Le goût des vins, des deux côtés de la faille n’est pas diamétralement opposé, car il dépend aussi de la vinification, de l’orientation des vignes, du microclimat et aussi de la perception du dégustateur. Le plus souvent, les vins de l’Anjou blanc (Saumur) sont les plus faciles à appréhender, par leur ampleur, leur fraîcheur, leurs parfums de fleurs blanches et leur finale parfaitement sèche. L’Anjou noir produit des vins aux styles plus variés, qui ont souvent besoin de plusieurs années pour séduire aromatiquement, tandis qu’en bouche, ils impressionnent instantanément par leur rondeur et leur densité. Ils se déclinent du sec comme Anjou ou Savennières au moelleux comme Coteaux-du-Layon ou Quart-de-Chaume.

Anjou blanc – Anjou noir, accord parfait sur le chenin

Nicolas Joly, vigneron propriétaire de la Coulée de Serrant (Anjou noir), vignoble et appellation contrôlée de 7 hectares, hôte de la 8e Paulée d’Anjou. Photo © Pierre d’Ornano

Anjou noir et Anjou blanc réunis

Le monde du vin s’est réuni en bord de Loire lorsque la canicule frappait la France aux premiers jours de l’été pour la désormais traditionnelle Paulée d’Anjou. Ivan Massonnat, le néo-vigneron du domaine Belargus en Anjou a fait venir professionnels locaux et nationaux en tant que président de cette fête vigneronne qui se déroulait au fameux domaine de la Coulée de Serrant. Pour cette 8è édition, l’Anjou noir et l’Anjou blanc se retrouvaient enfin unis par le cépage chenin qu’ils ont en commun. Les jours suivants, ce cépage était l’objet d’un congrès international à Angers qui a rassemblé plus de 300 participants et montré que ce raisin, qui n’est que 26e parmi tous ceux qui produisent du vin dans le monde, est tout de même planté dans de nombreuses régions. Avec 10 551 ha en 2018, la France représente environ un tiers des surfaces mondiales de chenin. Elle est devancée par l’Afrique du Sud qui recense 17 242 h répartis sur 10 zones, la plus grande étant Olifants River 2 821 ha. Riche d’environ un tiers de la production mondiale, le Val de Loire est la première région viticole de chenin dans le monde. Les Etats-Unis et l’Argentine se disputent les quelques autres milliers d’hectares, loin devant l’Australie, la Nouvelle Zélande et quelques autres.

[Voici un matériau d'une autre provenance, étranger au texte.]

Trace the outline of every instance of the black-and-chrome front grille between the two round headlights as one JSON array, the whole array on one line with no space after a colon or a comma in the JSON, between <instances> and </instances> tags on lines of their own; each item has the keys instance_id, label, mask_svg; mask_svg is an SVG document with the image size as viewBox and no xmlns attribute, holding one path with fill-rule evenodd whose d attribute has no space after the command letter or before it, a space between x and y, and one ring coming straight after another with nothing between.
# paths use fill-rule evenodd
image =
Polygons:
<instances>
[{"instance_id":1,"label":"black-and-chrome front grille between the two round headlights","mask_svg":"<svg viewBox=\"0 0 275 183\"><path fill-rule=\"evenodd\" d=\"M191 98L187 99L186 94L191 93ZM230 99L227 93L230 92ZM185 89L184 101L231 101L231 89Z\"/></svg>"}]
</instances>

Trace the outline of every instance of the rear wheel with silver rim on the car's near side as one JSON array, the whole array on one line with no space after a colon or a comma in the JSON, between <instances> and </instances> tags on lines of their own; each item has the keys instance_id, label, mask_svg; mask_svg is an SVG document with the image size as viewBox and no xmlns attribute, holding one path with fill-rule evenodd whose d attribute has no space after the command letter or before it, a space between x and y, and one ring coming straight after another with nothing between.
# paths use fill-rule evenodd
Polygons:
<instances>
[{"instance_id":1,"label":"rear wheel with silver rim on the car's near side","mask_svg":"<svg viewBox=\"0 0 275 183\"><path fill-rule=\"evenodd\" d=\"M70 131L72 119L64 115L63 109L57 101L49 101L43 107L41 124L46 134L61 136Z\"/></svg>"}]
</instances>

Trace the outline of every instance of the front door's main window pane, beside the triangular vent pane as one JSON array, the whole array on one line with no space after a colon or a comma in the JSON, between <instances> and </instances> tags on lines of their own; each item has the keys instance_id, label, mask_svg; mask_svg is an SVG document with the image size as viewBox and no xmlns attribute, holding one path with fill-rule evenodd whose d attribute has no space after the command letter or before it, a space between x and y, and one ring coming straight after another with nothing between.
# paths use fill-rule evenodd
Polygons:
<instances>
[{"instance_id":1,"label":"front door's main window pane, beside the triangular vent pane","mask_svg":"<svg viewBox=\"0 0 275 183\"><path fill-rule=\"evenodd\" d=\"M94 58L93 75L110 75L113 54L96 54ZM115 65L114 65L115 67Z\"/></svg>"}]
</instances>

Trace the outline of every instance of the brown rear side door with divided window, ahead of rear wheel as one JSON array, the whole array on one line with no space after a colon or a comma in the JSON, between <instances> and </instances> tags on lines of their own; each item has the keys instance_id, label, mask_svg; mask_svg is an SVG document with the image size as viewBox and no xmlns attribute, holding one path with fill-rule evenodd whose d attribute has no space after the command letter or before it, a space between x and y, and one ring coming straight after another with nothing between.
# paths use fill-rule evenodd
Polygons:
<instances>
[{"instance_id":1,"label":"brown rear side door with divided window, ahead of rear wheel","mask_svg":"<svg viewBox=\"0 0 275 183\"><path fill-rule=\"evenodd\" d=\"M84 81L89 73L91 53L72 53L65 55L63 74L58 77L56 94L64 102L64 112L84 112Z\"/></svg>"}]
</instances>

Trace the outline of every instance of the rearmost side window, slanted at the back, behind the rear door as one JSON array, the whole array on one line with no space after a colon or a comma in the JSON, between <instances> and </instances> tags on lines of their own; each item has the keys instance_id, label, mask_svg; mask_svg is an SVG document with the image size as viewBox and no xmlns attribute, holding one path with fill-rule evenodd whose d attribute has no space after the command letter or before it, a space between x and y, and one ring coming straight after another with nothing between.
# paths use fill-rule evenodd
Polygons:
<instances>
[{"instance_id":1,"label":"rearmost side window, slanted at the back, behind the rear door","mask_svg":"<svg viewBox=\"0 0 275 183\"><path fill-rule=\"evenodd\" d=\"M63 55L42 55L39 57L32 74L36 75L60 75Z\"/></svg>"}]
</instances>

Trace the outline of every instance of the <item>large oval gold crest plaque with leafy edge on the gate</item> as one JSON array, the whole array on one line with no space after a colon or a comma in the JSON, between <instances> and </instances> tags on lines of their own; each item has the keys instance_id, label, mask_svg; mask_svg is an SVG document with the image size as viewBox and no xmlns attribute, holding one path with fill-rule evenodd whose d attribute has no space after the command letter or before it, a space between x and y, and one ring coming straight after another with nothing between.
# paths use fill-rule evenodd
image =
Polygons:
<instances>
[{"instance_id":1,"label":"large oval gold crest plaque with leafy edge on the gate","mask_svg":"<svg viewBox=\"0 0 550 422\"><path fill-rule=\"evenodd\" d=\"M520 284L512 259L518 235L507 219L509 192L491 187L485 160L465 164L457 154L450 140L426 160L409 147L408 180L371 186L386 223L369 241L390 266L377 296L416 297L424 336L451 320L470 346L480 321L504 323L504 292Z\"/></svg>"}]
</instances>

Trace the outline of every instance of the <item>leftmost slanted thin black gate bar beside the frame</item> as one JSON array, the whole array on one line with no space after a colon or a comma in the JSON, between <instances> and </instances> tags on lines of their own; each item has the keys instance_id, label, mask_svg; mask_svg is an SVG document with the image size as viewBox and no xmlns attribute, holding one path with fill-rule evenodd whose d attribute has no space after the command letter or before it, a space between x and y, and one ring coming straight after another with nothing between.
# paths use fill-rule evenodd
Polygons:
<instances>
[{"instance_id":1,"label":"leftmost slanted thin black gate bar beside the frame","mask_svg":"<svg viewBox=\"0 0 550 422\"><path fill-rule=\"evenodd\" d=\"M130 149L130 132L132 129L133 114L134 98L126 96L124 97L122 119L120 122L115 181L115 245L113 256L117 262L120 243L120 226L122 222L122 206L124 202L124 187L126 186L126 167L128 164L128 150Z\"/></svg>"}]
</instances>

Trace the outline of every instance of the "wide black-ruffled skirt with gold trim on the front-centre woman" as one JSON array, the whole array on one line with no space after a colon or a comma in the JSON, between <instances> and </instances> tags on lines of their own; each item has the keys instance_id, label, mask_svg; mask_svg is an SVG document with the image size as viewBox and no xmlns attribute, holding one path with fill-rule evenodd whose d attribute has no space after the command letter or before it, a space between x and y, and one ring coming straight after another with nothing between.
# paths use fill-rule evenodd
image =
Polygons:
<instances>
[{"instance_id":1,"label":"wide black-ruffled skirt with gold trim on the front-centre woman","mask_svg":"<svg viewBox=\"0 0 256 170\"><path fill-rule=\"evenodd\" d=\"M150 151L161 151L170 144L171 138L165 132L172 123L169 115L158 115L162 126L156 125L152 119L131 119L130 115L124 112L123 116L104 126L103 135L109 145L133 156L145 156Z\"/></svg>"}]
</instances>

Anjou blanc – Anjou noir, accord parfait sur le chenin

Les étiquettes à suivre en Afrique du Sud. Photo © Isabelle Bachelard

Chenins du monde

Nous avons ainsi découvert un beau vin sec et parfumé, le Spring Unwooded 2018 du domaine Granmonte en Thaïlande, dont la jeune oenologue, fille des propriétaires formée en France, avait fait le déplacement pour approfondir ses connaissances. On a savouré de nouveaux vins d’Afrique du Sud, bien sûr, le 1er producteur de chenin, qui complètent notre dernière sélection (voir –> Singular’s  – février 2019 : Salon des vins de Loire : chenin blanc de France et d’ailleurs) les domaines Ken Forrester et Kleine-Zalse, tous deux de Stellenbosch.

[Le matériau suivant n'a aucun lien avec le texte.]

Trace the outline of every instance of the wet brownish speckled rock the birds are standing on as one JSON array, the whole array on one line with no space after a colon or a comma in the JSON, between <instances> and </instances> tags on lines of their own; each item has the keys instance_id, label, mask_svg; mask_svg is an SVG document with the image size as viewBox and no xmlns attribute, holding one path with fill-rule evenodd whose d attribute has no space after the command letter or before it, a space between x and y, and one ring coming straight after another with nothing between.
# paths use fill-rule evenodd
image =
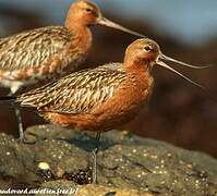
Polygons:
<instances>
[{"instance_id":1,"label":"wet brownish speckled rock the birds are standing on","mask_svg":"<svg viewBox=\"0 0 217 196\"><path fill-rule=\"evenodd\" d=\"M100 139L98 185L87 186L94 133L39 125L27 128L25 137L28 144L0 134L1 189L71 187L75 195L217 195L217 160L201 152L111 131Z\"/></svg>"}]
</instances>

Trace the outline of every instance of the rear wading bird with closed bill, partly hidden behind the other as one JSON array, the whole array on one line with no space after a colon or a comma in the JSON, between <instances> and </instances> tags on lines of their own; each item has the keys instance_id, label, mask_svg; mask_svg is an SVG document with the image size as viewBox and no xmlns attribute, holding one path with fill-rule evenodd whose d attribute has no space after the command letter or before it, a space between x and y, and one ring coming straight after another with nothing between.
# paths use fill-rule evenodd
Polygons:
<instances>
[{"instance_id":1,"label":"rear wading bird with closed bill, partly hidden behind the other","mask_svg":"<svg viewBox=\"0 0 217 196\"><path fill-rule=\"evenodd\" d=\"M15 95L25 86L75 71L92 47L92 25L143 36L107 20L91 1L76 0L69 10L64 26L47 26L0 38L0 85L9 87L10 95ZM20 139L23 140L21 112L19 109L15 112Z\"/></svg>"}]
</instances>

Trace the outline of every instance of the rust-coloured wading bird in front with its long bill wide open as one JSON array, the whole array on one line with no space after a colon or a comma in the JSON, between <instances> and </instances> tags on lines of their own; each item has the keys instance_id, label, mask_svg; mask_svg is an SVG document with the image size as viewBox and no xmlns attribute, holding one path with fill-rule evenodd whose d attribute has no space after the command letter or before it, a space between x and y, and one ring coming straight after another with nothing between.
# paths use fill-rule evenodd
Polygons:
<instances>
[{"instance_id":1,"label":"rust-coloured wading bird in front with its long bill wide open","mask_svg":"<svg viewBox=\"0 0 217 196\"><path fill-rule=\"evenodd\" d=\"M99 143L101 132L133 120L147 102L153 90L152 69L155 64L169 69L203 88L162 60L193 69L208 68L194 66L171 59L162 54L157 42L144 38L128 47L123 63L108 63L93 70L75 72L9 99L21 107L35 108L44 119L53 124L97 132ZM97 151L98 146L94 149L93 182L97 180Z\"/></svg>"}]
</instances>

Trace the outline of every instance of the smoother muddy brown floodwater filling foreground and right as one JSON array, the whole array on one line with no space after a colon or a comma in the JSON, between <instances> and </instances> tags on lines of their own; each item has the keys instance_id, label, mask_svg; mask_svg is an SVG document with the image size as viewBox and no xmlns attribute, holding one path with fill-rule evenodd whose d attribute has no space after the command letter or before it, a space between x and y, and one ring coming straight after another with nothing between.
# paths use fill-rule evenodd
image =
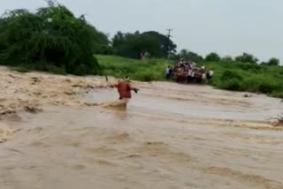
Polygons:
<instances>
[{"instance_id":1,"label":"smoother muddy brown floodwater filling foreground and right","mask_svg":"<svg viewBox=\"0 0 283 189\"><path fill-rule=\"evenodd\" d=\"M4 122L1 189L282 189L283 103L211 87L140 84L127 109L44 105ZM110 88L78 98L117 99ZM0 133L1 134L1 133Z\"/></svg>"}]
</instances>

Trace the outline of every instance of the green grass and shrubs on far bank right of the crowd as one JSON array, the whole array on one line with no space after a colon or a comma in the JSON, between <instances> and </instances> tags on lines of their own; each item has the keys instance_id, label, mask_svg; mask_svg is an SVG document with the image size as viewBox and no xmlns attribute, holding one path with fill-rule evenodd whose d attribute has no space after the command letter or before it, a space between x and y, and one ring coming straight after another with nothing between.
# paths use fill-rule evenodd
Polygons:
<instances>
[{"instance_id":1,"label":"green grass and shrubs on far bank right of the crowd","mask_svg":"<svg viewBox=\"0 0 283 189\"><path fill-rule=\"evenodd\" d=\"M204 65L215 72L209 83L213 87L283 98L282 66L241 62L210 62Z\"/></svg>"}]
</instances>

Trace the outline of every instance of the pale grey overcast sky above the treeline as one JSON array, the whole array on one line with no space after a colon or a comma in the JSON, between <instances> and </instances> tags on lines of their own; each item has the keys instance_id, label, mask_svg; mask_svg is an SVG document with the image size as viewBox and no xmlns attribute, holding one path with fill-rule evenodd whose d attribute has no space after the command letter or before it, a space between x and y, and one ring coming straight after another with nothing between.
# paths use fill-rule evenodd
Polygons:
<instances>
[{"instance_id":1,"label":"pale grey overcast sky above the treeline","mask_svg":"<svg viewBox=\"0 0 283 189\"><path fill-rule=\"evenodd\" d=\"M249 52L283 61L282 0L57 0L107 34L155 30L178 49L221 56ZM0 11L35 10L43 0L1 0Z\"/></svg>"}]
</instances>

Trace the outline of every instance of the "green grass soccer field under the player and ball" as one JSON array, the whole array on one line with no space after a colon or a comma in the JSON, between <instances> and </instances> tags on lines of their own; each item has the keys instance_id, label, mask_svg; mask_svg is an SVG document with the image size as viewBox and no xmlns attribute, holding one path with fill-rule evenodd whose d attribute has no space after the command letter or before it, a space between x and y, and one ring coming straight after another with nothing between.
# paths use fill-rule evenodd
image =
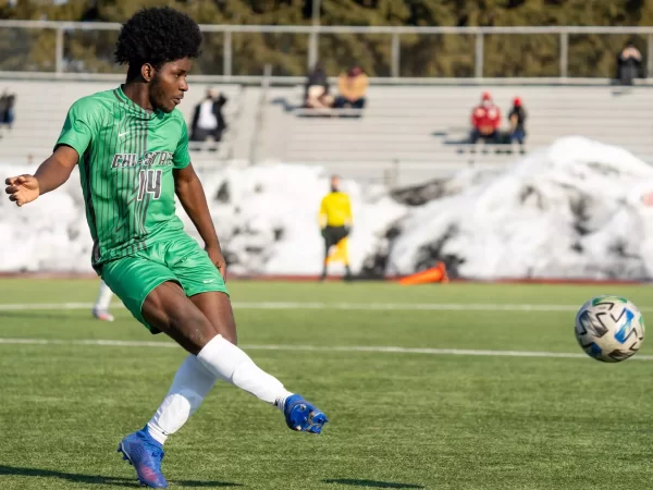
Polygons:
<instances>
[{"instance_id":1,"label":"green grass soccer field under the player and ball","mask_svg":"<svg viewBox=\"0 0 653 490\"><path fill-rule=\"evenodd\" d=\"M646 318L650 287L230 287L243 348L331 422L320 437L292 432L219 383L167 443L171 488L653 488L650 345L618 365L508 355L580 354L575 308L615 293ZM0 280L1 490L137 487L115 448L149 419L184 353L118 304L113 323L60 306L96 291L96 281ZM60 342L36 342L46 340ZM127 342L79 342L98 340Z\"/></svg>"}]
</instances>

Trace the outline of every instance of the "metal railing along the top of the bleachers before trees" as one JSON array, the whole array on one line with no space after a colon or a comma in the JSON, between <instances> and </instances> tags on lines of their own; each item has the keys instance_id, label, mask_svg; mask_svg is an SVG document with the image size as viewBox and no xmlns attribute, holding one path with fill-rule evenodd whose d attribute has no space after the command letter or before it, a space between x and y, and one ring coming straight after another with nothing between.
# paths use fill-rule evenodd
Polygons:
<instances>
[{"instance_id":1,"label":"metal railing along the top of the bleachers before trees","mask_svg":"<svg viewBox=\"0 0 653 490\"><path fill-rule=\"evenodd\" d=\"M67 70L64 60L65 34L72 32L100 33L118 32L121 24L97 22L56 22L56 21L0 21L0 33L5 29L47 30L53 33L53 66L50 71L62 75ZM211 79L236 79L249 76L252 82L262 79L262 76L242 75L234 73L234 42L235 34L295 34L308 36L308 51L305 65L315 65L319 60L319 46L321 36L361 34L389 36L390 45L390 76L384 78L402 78L402 47L401 36L404 35L466 35L475 36L473 41L473 77L483 78L485 58L485 37L490 35L555 35L558 36L559 68L557 77L566 79L569 76L569 36L571 35L628 35L646 37L646 66L653 68L653 26L646 27L602 27L602 26L545 26L545 27L402 27L402 26L325 26L325 25L200 25L205 35L218 34L222 36L222 73L207 74ZM21 70L12 70L21 72ZM292 78L291 76L276 78Z\"/></svg>"}]
</instances>

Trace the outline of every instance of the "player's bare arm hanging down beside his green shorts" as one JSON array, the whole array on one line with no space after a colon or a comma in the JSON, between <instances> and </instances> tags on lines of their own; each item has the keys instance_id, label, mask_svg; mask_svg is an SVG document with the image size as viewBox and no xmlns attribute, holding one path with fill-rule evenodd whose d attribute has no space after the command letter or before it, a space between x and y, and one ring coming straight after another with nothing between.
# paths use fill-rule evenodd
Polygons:
<instances>
[{"instance_id":1,"label":"player's bare arm hanging down beside his green shorts","mask_svg":"<svg viewBox=\"0 0 653 490\"><path fill-rule=\"evenodd\" d=\"M174 192L180 198L184 210L195 224L201 240L205 242L205 248L209 257L220 270L223 278L226 278L226 262L220 248L220 241L211 220L209 205L199 177L195 173L192 164L184 169L174 170Z\"/></svg>"}]
</instances>

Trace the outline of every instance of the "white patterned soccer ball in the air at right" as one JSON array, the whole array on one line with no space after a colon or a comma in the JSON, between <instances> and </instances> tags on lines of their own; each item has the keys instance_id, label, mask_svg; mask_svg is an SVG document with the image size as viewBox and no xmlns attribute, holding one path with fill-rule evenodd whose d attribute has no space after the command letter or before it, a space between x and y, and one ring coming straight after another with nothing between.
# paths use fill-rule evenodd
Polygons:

Plus proche de nous, la cuvée Salix du domaine Louis Bovard en appellation Lavaux en Suisse nous a frappé par son élégance et sa profondeur : un blanc sec et nuancé, issu d’une vendange en trois passages sur une parcelle en terrasse au-dessus du lac Léman, plantée à très forte densité (12 000 pieds à l’hectare).

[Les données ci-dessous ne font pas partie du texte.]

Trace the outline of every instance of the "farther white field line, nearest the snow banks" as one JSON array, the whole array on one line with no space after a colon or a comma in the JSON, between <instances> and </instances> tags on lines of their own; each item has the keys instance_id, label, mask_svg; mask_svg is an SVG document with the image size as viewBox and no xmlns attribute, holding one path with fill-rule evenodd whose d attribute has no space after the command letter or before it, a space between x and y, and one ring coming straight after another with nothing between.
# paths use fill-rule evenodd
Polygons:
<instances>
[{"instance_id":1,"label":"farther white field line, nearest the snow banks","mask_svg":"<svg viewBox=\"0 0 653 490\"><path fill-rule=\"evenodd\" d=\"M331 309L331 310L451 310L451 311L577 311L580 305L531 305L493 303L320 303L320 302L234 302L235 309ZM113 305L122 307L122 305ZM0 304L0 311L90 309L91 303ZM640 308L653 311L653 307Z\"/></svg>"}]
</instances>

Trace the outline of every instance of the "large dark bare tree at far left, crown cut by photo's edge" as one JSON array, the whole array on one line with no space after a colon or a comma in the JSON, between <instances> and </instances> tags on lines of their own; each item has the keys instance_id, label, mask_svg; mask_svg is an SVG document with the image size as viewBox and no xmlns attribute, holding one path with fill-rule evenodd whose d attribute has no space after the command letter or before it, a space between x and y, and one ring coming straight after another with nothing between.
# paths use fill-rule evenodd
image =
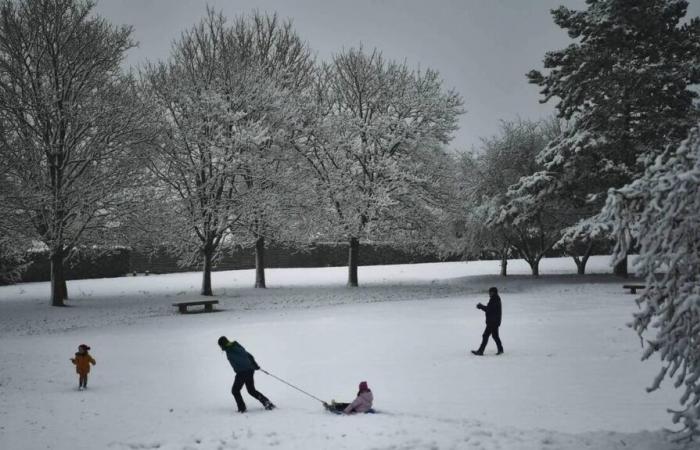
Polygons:
<instances>
[{"instance_id":1,"label":"large dark bare tree at far left, crown cut by photo's edge","mask_svg":"<svg viewBox=\"0 0 700 450\"><path fill-rule=\"evenodd\" d=\"M51 258L51 304L67 297L64 259L118 224L148 138L147 114L120 71L134 44L85 0L0 3L1 213Z\"/></svg>"}]
</instances>

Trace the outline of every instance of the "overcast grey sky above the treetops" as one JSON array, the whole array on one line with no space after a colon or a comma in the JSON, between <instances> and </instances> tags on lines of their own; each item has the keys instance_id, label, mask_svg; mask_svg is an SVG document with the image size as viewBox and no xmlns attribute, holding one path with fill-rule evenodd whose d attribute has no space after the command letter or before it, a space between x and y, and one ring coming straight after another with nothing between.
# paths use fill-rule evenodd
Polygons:
<instances>
[{"instance_id":1,"label":"overcast grey sky above the treetops","mask_svg":"<svg viewBox=\"0 0 700 450\"><path fill-rule=\"evenodd\" d=\"M302 38L327 59L362 43L387 58L430 67L464 98L452 148L478 146L500 119L537 119L553 111L538 102L525 73L542 67L545 51L570 40L549 10L585 6L584 0L99 0L97 11L134 27L139 48L128 64L167 58L170 44L196 23L209 4L227 17L253 9L290 18ZM688 16L700 15L690 0Z\"/></svg>"}]
</instances>

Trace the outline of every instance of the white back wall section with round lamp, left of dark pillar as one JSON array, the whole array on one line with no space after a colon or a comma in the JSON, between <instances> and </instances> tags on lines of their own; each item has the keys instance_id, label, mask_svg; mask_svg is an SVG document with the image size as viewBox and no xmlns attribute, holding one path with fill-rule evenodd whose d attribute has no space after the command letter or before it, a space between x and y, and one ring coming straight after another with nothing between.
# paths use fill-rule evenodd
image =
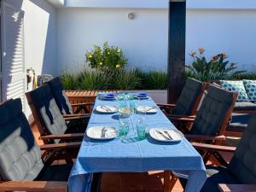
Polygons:
<instances>
[{"instance_id":1,"label":"white back wall section with round lamp, left of dark pillar","mask_svg":"<svg viewBox=\"0 0 256 192\"><path fill-rule=\"evenodd\" d=\"M131 67L166 70L167 35L166 9L58 9L58 73L83 65L85 52L106 41L124 50Z\"/></svg>"}]
</instances>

Anjou blanc – Anjou noir, accord parfait sur le chenin

Baies de raisin chenin durant la nouaison (fin juin). Vigne du domaine de la Coulée de Serrant (Savennières – 49). Photo © Pierre d’Ornano

Une filiation précisée

Les recherches que le congrès avait suscitées ont porté leurs fruits. L’origine du cépage chenin se précise et Jean-Michel Boursiquot, de Montpellier SupAgro pense pouvoir bientôt confirmer que le 2e parent du cépage chenin à côté du savagnin serait la sauvignonnasse. Le nom n’est pas engageant mais ce type de découverte s’avérera bientôt très utile pour perpétuer le cépage dans le contexte climatique actuel. On a aussi exhumé un document de 1804 qui spécifie les différents noms du chenin, pineau blanc ou franc pineau aux environs de Saumur. Parallèlement, les vignerons de Touraine-Amboise ont obtenu de l’INAO, Institut National de l’origine et de la qualité, que leurs vins blancs soient désormais de purs chenins blancs.

Anjou blanc – Anjou noir, accord parfait sur le chenin

Les différents noms du chenin blanc redécouverts grâce à des documents datés du 24 germinal en XII, soit le 14 avril 1804.